In dark silence, deep underground, experiments are now under way that may resolve the age-old question of what makes up the universe. More than two thousand years ago, Aristotle proposed adding a new substance, the qunitessence, to the four elements -- earth, air, fire, and water -- of which everything was then believed to be made. Aristotle's fifth essence could be neither seen nor felt, but it permeated all of creation. Today, astronomers have established that the visible galaxies are surrounded by a vast cosmic sea of mysterious material that is invisible to our telescopes and at least ten times as abundant as all the matter we can see. And elementary particle physicists are exploring the possibility that such matter exists not only "out there" but "in here" as well, continuously traversing the earth and ourselves.

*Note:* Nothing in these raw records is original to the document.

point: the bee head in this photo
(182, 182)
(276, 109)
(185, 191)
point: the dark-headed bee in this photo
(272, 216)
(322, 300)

The scientific search for this elusive dark matter is now challenging our keenest minds and most sensitive instruments. In The Fifth Essence, a leading thinker in that quest offers an engaging insider's tour of a startling universe in which everything that we are made of and all that we can see may be only an insignificant bit of "noise," a cosmic afterthought. At hand are new solutions to such ultimate puzzles as the fundamental structure of matter, the formation of galaxies, and whether the universe will continue to expand forever or halt and reverse, ending in a fiery "Big Crunch."

Lawrence M. Krauss is Associate Professor of Physics and Astronomy at Yale University and Visiting Scientist at the Harvard-Smithsonian Center for Astrophysics. He is the author of more than sixty scientific papers and numerous popular articles on physics and astronomy.